But imo someone looking to pirate AV is mostly going to choose a product out
of the options available for downloading. They may have a preference but if
it's simply not available they'll go for #2. Also, they may choose partially
based a reputation for working consistently - eg people report product x has
worked flawlessly for a year but product y is always being broken and needing
new cracks. Legit free versions may be option C.

If you accept my presumptions - AV makes most of their money in ongoing or
addons - and pirates are cost conscious but rather brand agnostic - any one
firm likely loses very little in sales by having their product copied.

On the other hand the firm gets the chance to have the user grow comfortable
with the software and all of the highest tier features if they don't cut it
off. Obviously there is a non-zero conversion rate here and importantly they
may no longer view free options as feature rich enough.

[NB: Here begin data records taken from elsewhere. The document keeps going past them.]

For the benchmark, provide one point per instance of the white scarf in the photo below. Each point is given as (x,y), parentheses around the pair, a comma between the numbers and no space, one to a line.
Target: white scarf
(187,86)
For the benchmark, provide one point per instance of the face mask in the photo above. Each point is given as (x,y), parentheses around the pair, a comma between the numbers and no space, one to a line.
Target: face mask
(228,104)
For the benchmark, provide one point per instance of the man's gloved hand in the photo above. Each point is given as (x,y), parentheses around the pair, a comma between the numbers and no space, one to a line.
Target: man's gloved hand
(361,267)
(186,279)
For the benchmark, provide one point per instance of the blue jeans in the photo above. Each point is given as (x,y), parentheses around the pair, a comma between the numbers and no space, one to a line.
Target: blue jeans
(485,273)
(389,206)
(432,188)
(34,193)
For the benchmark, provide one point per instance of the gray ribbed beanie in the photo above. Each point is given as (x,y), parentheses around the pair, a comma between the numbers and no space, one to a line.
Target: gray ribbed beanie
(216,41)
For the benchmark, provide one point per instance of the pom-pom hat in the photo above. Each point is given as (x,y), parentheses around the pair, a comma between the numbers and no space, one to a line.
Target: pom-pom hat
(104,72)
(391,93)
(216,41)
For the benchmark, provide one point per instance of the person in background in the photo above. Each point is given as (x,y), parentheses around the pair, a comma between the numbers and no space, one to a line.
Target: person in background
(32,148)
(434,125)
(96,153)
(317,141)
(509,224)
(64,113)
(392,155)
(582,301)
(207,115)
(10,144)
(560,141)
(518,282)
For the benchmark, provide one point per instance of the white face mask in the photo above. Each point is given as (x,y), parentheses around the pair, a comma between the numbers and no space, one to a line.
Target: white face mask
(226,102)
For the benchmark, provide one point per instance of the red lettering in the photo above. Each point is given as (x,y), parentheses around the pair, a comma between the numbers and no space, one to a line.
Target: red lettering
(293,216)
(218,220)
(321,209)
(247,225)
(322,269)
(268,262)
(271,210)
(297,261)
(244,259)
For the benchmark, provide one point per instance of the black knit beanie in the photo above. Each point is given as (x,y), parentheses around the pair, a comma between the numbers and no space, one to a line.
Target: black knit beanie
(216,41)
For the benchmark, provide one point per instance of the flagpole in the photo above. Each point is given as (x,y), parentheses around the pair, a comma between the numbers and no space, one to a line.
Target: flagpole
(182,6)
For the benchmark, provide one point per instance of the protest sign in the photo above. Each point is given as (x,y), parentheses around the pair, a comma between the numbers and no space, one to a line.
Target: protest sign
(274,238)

So by this logic it's actually in the best interests of the company to make
sure their product is widely available in pirate circles instead of fighting
it. Why let your competitor get a chance at a piracy conversion instead of
you? Not only that but you'd want to make sure it was a good experience -
trojan free - no bad cracks - up to date signatures - so the user had the best
impression of it.

It's the ultimate in price discrimination - giving it away free to those who
wouldn't pay anyway in hopes of future conversions - something they do anyway
with free after rebate deals - while ensuring the illicit nature of the
distribution keeps it from cannibalizing most legitimate sales.

------
vietor
They _did_ advocate piracy ... <http://www.avast.com/lp-talk-like-a-pirate>

More seriously, I wonder what the numbers are for the second most popular
pirated key?

And more generally, what is the frequency distribution of users per key like?
Is one pirated key dominant, are their competing rivals? What proportion of
users share their key among only a few extra computers?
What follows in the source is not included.